The forwards remained firm encouraged by weakness in the spot rupee exchange rate and the liquidity tightness in the market. After the announcement of CRR cut and the possible key rate cuts in the forthcoming policy meeting, we expect to see a moderate fall in forwards across the maturities. The 1-year forward dollar premium ended the week at 6.19% per annum and we strongly expect the premium to drop at 5.50% per annum or lower before the end of March 2012.

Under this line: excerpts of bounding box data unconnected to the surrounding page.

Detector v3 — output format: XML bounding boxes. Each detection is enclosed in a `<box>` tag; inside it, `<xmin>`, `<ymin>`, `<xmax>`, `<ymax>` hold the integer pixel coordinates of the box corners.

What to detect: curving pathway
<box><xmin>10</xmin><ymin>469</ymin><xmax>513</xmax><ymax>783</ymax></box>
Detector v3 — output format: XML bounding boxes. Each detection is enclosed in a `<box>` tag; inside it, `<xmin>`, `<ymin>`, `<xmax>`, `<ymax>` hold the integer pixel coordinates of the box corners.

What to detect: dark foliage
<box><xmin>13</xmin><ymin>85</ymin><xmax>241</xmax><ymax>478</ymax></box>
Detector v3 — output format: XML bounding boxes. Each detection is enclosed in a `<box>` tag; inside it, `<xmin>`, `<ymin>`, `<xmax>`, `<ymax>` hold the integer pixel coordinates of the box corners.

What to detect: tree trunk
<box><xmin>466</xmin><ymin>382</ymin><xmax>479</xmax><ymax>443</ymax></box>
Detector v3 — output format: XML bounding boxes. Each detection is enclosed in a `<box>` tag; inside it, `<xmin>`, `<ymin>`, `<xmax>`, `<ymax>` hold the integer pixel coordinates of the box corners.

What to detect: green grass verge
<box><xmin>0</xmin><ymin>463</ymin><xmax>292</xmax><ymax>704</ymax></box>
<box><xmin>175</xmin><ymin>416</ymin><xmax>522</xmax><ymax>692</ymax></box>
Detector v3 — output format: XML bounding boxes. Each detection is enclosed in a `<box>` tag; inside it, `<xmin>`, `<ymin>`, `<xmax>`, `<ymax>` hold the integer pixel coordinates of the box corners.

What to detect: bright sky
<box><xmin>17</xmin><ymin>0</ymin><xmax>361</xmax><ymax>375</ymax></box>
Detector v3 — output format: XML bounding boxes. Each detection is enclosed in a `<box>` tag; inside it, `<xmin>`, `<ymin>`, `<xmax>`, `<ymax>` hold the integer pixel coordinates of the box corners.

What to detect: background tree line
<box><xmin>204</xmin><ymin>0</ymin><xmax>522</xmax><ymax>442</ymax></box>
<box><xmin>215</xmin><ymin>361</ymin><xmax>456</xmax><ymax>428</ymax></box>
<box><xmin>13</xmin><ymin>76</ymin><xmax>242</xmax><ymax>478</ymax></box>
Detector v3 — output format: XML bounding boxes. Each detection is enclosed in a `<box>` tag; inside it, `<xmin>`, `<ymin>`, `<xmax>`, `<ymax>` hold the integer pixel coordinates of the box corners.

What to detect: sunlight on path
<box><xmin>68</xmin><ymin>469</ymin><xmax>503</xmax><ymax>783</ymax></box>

After making gains of 8% in the first two months of the calendar year, the rupee could not decisively breach the solid resistance at 49 and traded well above that level on all the days in the week. The FII equity inflow during the week was USD 252 million. The BSE sensex fell by 1.6% in this week after recording a sharp rise of over 15.25% from the beginning of January 2012 till the close of the previous week. As the capital inflows have now slowed down the rupee showed moderate signs of weakness with good dollar buying interest emerging at 49 level from oil refiners and importers. Ahead of key events like RBI monetary policy, Federal Budget and the results of the State Elections, the market remained in a cautious mode and importers were seen hedging their near-term payables to mitigate the currency risk. In the coming week, we expect the rupee to trade on a weaker bias in the range between 49.20 to 49.90.
The ECB’s 530 billion euros in cheap 3-year loans added to the financial system this week underpinned the markets and could spur the flight to riskier assets. Over the next 1-3 months timeframe, an amount of USD 50 billion or more can be expected to flow into debt and equities of Asian emerging markets, out of which flows into Indian assets could be projected at well over USD 10 billion. These inflows if materialized, would set a stage for a gradual appreciation in the exchange rate towards the 48 level.
During this week, Banks have borrowed an average of Rs.1.81 trillion through the repo route. The tightness in liquidity was attributed to absorption of rupee funds by RBI via intervention, lower Government spending, funds deployed for Elections and higher import bill on account of crude oil and gold imports into the country. The liquidity tightness in the system is structural in nature which can only be corrected over a period of time and there is no immediate solution available. The tax outflows in the middle of March are expected to tighten the liquidity further. In this background, one can possible expect to see 50 bps cut in the CRR even before the policy meeting on March 15th. Open market operations of Central Bank have so far exceeded Rs.1.1 trillion but the liquidity tightness has not softened. The overnight call money interest rates stayed below 9%. The short-term money market yields have zoomed higher withthe 3 month CDs and CPs traded at 11% and 11.5% per annum respectively. However the long-term bond and swap yields have remained broadly stable encouraged by the prospects of key rates cut in the forthcoming policy meeting of the Central Bank.
In relation to the weakness in the rupee exchange rate, the forwards fell moderately across the maturities. The forward dollar premiums upto 3 months maturities scaled higher and ranged between 8.5% to 9.2% per annum on the back of money-market related paying interest. The far forwards beyond the 6-month tenor were traded lower. The 1-year forward dollar premium edged lower to end the week at 6.09% per annum from the week’s opening at 6.37% per annum.